9/18/08

Just a little art, that's all.

I already wrote this once and it hurt and then it didn't publish right so I have to do it again. The title had a story I kept on the first try but it's not worth retelling. I'm keeping the title though.

While watching the video in seminar, I saw myself in that romantic kid with the hat and white spots on his front teeth. He said, "Writing has to feel a little bit romantic; it's feeling love. It's not about making cash or getting a grade, it's for yourself." (It might have been a different kid who said that last part.) Sister Morgan then asked us who we identified with, and the air around my temples became hot and humid. I began to blink faster and roll my lips into my mouth. A light tremble shook my hand from the inside. Looking around me, Ivor and Stephanie and Brittany's faces pointed forward at Sis. Morgan and not at me. I rubbed the tip of my thumb and the crease of my fingertip together; both were wet. Fear.

Sister Morgan stopped talking. A sense of honesty swelled up in me and I half raised my hand. "I really related to the romantic guy at the end with the hat and sideburns and really white teeth. I just see writing as an art... and... it's like I'm not a painter or anything but I can create something by writing like he said about the sunset thing... and... yeah." The thought, long felt and embraced, attempted to poorly articulate itself for the first time.

"We'll come back to your comment in a minute," she said. I felt my soul’s clothing ripping from underneath my skin. Vulnerability and fear, honesty and exposition revealing itself. Emotions, giant, hiding behind my eyes and being pulled from their hiding place. It holds on by the fingertips as its arms are stretched and slowly slipping free into the naked open, like a child being pulled from a swingset.

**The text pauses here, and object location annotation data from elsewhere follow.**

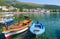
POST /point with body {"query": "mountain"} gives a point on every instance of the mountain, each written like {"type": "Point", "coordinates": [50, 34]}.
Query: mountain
{"type": "Point", "coordinates": [18, 4]}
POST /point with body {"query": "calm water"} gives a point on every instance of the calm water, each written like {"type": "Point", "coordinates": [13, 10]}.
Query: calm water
{"type": "Point", "coordinates": [52, 23]}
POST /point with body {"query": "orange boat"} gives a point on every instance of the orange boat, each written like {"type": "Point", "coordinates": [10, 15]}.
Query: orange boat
{"type": "Point", "coordinates": [17, 28]}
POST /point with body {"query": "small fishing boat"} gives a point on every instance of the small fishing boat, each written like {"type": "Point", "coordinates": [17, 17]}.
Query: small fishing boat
{"type": "Point", "coordinates": [17, 28]}
{"type": "Point", "coordinates": [37, 28]}
{"type": "Point", "coordinates": [4, 18]}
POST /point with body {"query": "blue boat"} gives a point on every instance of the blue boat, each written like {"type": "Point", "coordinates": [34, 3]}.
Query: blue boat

I don't know why I was afraid. Why would I not want to finally expose the artistic nature I keep quiet and secret, more intimate than anything else about me? I trust these people as much or more than I have ever trusted anyone and I even define myself as an artist. Still, I recognized the new fear of complete and absolute exposure of my most private self and it held me painfully tight in a strong, balled-up fist.

When Sis. Morgan ended seminar, I sweat a breath of relief and composed myself. I do not remember when I shook like that, deep to my soul and farther than I thought possible. I do know, though, that an honest force pulled at that self to rip it into sight; it failed, but a time comes soon when I'll gather the courage to completely be free of the fear of violating expectation. 

I have been seen by no man.

7 comments:

S.Morgan said...

Or woman?
If I ever say "We'll get back to that comment" (and then when I don't because of my mush-mind, it's more than frustrating for me), it usually means "You have just hit at the core of what I'm trying to teach;let me get this peripheral stuff out of the way, so we can spend the rest of eternity on that point you just brought up." In this case, you hit the core. Writing is a supreme art form, and when it's good, it has the power to affect for good or bad any who can read--to elevate, to bring us into the realm of the Creator. I know this. Would that I could spend my life teaching only THIS. I believe in this art (or I'd be spending my life's moments in another arena). And I'm not talking about "to persuade, inform, or entertain." That "rhetorical" trivial definition of writing that you glean from your composition theory books is a low description of good writing. It's drivel. How does that explain why I couldn't move after the ending of Grapes of Wrath, how I experienced deep feelings of repentance, mercy, and, yes, justice on someone else's behalf in Crime and Punishment? How walking through wheat fields is never the same after reading My Antonia? How does the gray ash landscape in The Road stay with me and align itself with my uneasy expectations of the future? Art moves, effects, changes us--forever. Etc.Etc.Etc.

What baffles me is your strong reaction and aversion to some kind of judgment you expected about sharing your feelings? Worthy of your next essay, I'd say. Remember Baldwin's comment that "Good writing always verges on the edge of embarrassing us." You dive in when you write well; you don't get just your toe wet.
I don't understand you. Let us understand?

S.Morgan said...

OK, I'm lost. Can someone explain this to me?

Matthew R. Hall, Esq. said...

I think you touched right on the issue and how I feel about writing as an art. I'm not sure why there was such a strong aversion to admitting this, but there was. It's something I haven't been able to put into words yet.

Sara said...

"It's something I haven't been able to put into words yet." I like that. I feel that way sometimes.

iBo said...

Maybe you feel naked and somehow not "matt-like" if you admit to those feelings in front of everyone. Well, I guess you already have admitted it to everyone here. How do you feel? naked?

oh heres my blog:

http://www.acleanescape.blogspot.com

S.Morgan said...

Ivor, that doesn't make any sense. Why would he feel exposed by admitting he thinks writing is an art form? I think this deserves an essay from him. "Is a puzzle." Or was it because I didn't respond to him in the moment. ??

Matthew R. Hall, Esq. said...

actually, ivor is pretty right on that. I think it's an image thing. My like seems to revolve around images and playing roles and the like. This is a good essay topic to use, once the one about my dad and the f word is done.